霜二被罰了,被罰跟著馬車後頭,跑步去二皇子府。
馬車內。
枕月川掀開簾子朝後頭看了一眼,又正好對上跑步的霜二的視線。
在霜二忿忿不平的目光中,枕月川緩緩勾起嘴角朝他笑了一下,眼神挑釁。
霜二:?!*!這個奴隸!
他就知道!這個奴隸,包會變臉的!殿下,你快看!
霜二在心裡面大喊著自家殿下,然後就看見枕月川眼神瞬間變了,變得和之前一樣單純無害,可憐巴巴。
然後,霜二熟悉的一隻手伸了出來,是他們殿下。
“外面風大,別一直吹風。”
虞秋將簾子拉下來,還讓枕月川挪了下位置,別坐在風口。
枕月川順勢就挪到了虞秋身邊,緊挨他,低頭的瞬間,他的嘴角又上揚了一下。
“枕月川。”虞秋忽然喊了一句。
枕月川抬頭,眼神無辜地詢問著虞秋怎麼了。
虞秋看著枕月川忍了下,沒忍住,抬手在他臉上捏了兩下。
唔,肉少了點,手感沒以前好。
“還是得吃胖點。”枕月川小聲道,沒看見他說這話時某人的手握成了一拳頭。
枕月微微低垂著腦袋,聲線委屈,說了這幾天他說的最長的一句話。
“殿下,我,我,奴只是一個骯髒的奴隸,奴不配殿下如此關心,還,還讓殿下為了奴罰了霜二大人,都是奴的錯。”
虞秋聽得眉頭緊皺。
他沒打斷枕月川,是因為這是枕月川目前對他說的最長的一句話,可是,這句話沒一個字是他想聽的。
“枕月川!”
虞秋加重了語氣喊他,語氣中確實帶著幾分惱意。
枕月川緊了緊拳頭,略有些緊張地抬起頭,看向虞秋的眼神中也帶著絲絲不安。
本來想生氣的虞秋看見這個眼神,頓時就氣不起來了。
唉,他男人都受了這麼多苦了,現在不安一點怎麼了,都是他沒給他足夠的安全感,是他的錯!
虞秋立馬反省了自己,然後摸了摸枕月川的腦袋。
現在的枕月川,被關在黑市多年,吃不飽,穿不暖,更別說養身體了。
所以,哪怕枕月川只比虞秋小了一歲半,可他現在足足比虞秋矮了一個頭。
身子也瘦,在東宮幾天也只是養了一點點肉,還是太瘦了。
虞秋看著不安緊張的枕月川,立馬又拿著旁邊的小零嘴給枕月川嘴裡塞了一個。
“乖,別再說這些話了,我既把你帶回來,你便是我東宮的人了,以後不要自稱‘奴’,你不是,我也不喜歡你妄自菲薄。”

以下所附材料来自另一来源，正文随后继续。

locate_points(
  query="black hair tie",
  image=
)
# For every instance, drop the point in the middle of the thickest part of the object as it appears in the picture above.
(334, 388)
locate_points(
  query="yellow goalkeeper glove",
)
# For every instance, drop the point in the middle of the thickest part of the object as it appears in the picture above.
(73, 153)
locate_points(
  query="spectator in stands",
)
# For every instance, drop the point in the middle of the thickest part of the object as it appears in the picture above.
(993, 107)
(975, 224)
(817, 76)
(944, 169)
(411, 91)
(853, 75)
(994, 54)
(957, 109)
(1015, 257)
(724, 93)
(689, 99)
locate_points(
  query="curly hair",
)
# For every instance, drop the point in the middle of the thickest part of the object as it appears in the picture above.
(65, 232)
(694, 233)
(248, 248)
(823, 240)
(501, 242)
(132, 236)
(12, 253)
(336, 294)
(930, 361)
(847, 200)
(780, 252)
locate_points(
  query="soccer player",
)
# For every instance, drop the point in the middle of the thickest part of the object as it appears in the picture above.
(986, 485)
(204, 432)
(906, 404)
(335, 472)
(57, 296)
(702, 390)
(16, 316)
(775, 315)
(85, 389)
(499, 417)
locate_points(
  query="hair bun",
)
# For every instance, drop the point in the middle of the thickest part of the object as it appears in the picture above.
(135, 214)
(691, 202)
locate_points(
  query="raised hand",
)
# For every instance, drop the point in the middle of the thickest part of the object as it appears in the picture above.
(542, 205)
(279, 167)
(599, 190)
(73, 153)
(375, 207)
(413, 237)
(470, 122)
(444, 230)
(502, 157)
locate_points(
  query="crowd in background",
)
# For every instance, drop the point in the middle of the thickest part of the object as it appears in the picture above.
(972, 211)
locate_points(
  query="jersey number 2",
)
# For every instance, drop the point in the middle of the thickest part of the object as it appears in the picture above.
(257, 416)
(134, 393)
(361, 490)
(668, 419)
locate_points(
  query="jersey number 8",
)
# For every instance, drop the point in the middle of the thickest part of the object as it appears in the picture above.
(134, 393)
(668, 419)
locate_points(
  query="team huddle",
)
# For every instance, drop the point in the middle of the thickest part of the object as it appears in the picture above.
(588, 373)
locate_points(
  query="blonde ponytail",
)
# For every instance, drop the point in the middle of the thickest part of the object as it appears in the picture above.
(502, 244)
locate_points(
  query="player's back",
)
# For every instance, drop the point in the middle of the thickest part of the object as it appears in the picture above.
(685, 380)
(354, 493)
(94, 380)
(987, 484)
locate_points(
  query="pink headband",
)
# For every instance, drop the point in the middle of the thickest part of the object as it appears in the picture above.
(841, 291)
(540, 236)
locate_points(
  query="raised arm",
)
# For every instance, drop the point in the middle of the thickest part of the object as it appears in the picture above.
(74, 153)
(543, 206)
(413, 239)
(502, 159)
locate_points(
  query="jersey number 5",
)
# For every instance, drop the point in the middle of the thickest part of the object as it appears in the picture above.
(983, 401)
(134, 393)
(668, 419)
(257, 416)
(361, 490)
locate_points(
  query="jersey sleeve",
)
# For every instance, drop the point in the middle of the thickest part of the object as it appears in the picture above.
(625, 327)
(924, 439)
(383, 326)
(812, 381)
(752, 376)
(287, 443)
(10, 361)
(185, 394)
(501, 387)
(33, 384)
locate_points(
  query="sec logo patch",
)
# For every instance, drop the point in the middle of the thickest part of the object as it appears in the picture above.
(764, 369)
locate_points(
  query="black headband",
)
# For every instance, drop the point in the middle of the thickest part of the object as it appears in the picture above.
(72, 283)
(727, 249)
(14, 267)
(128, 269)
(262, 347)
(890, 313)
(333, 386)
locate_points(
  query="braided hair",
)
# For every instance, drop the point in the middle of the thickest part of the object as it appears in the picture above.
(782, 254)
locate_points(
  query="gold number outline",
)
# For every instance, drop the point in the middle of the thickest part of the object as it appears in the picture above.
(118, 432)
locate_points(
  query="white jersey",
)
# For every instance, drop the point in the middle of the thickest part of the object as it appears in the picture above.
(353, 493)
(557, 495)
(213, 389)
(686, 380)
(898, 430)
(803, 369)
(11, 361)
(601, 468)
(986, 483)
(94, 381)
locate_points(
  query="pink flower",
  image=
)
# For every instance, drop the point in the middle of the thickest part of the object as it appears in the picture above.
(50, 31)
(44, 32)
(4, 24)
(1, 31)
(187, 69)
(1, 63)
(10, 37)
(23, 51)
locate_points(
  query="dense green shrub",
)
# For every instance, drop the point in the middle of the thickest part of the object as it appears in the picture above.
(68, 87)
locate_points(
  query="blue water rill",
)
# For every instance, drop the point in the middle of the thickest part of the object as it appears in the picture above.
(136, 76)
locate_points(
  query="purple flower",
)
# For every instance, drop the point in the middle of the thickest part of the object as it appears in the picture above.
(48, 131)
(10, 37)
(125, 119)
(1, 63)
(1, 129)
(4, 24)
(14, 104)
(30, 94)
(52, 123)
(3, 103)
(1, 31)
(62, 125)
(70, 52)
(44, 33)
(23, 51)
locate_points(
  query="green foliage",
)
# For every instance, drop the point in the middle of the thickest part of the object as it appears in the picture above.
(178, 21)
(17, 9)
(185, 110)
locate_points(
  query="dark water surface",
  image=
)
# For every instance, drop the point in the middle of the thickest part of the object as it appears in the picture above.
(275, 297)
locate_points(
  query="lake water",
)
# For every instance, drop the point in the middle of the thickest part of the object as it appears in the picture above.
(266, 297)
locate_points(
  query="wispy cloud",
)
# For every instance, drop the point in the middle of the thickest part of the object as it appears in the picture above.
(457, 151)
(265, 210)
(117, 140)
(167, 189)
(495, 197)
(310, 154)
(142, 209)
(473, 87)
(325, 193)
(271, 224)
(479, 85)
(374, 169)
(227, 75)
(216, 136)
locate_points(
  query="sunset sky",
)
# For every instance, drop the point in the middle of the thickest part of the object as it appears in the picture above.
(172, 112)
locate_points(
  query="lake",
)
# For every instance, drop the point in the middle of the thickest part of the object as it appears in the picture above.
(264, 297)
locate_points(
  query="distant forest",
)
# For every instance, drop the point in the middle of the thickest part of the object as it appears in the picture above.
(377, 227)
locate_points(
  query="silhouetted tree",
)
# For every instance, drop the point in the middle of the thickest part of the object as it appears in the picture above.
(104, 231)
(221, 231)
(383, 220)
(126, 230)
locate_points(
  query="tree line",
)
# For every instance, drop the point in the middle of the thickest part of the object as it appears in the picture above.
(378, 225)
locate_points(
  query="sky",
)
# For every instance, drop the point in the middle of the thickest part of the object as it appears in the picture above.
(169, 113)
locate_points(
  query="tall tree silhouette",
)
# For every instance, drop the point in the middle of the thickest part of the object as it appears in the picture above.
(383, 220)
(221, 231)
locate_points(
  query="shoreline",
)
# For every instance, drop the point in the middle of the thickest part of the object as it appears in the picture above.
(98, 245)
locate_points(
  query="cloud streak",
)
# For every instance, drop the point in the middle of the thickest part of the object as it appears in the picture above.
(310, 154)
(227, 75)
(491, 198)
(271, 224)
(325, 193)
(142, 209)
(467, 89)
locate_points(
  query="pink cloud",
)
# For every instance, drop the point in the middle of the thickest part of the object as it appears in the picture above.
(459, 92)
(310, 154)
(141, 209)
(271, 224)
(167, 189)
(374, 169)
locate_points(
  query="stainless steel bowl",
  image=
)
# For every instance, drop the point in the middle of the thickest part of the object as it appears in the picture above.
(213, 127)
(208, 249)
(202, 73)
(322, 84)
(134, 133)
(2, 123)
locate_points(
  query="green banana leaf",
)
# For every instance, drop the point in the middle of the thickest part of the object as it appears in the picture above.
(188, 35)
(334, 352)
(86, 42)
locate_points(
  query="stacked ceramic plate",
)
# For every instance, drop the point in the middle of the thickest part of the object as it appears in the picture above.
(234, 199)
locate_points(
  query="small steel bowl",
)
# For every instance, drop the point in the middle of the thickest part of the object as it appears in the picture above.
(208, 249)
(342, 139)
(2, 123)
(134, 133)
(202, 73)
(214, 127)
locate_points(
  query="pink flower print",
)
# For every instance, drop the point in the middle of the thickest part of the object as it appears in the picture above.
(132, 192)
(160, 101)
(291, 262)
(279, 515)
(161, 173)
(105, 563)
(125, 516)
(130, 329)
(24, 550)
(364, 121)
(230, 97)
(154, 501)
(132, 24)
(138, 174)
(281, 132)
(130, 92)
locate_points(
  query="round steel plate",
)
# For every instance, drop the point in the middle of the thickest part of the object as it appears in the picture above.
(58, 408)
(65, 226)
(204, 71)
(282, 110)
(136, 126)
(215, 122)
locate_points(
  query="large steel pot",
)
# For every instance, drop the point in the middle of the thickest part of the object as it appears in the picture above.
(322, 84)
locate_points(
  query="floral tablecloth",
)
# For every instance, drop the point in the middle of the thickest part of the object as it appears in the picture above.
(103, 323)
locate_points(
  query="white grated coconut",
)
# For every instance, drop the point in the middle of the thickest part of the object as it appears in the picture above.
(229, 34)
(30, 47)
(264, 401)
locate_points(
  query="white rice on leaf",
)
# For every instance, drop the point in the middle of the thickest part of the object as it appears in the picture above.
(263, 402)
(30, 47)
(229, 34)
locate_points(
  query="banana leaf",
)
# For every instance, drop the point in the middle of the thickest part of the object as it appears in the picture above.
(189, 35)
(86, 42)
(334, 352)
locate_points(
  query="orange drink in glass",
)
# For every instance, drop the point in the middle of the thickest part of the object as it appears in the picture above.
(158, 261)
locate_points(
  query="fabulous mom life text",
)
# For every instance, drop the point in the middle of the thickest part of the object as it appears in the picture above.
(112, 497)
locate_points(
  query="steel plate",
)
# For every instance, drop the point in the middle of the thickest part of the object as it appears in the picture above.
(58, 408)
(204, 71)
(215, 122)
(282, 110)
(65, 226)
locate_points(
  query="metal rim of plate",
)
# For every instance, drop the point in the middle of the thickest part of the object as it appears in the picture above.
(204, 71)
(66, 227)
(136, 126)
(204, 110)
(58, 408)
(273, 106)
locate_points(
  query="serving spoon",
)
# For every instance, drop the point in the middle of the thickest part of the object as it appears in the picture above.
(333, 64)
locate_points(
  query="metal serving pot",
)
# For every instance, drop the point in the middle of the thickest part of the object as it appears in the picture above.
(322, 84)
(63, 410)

“還有,霜二這人,心不壞,但腦子有點蠢,你不要在意他的話,要是他惹你不開心,你和我說,我罰他。”
說著,虞秋頓了兩秒,又道:“要是你實在不喜他,那我換其他人過來。”
枕月川心臟微微一滯,他垂下的眸子裡翻滾著濃稠恐怖的墨色。
殿下,真好啊……
可為什麼呢?
我的殿下,為什麼對一個奴隸這麼好呢?我身上,可是有殿下想得到的東西?
想著,枕月川都自嘲地勾了勾嘴角。
他一個奴隸,在底層摸爬滾打數十年,手裡的骯髒不知多少,除了一條命,他能有什麼是一國太子能覬覦的?
可殿下啊,你對我這麼好,叫我怎麼捨得放手?
枕月川按下心頭偏執陰鷙的想法,他抬頭時,眼裡綴滿了淚光。
“殿下,殿下說的是真的?奴……我,我以後是殿下的人了?”
小可憐不敢相信的語氣又讓虞秋心疼極了。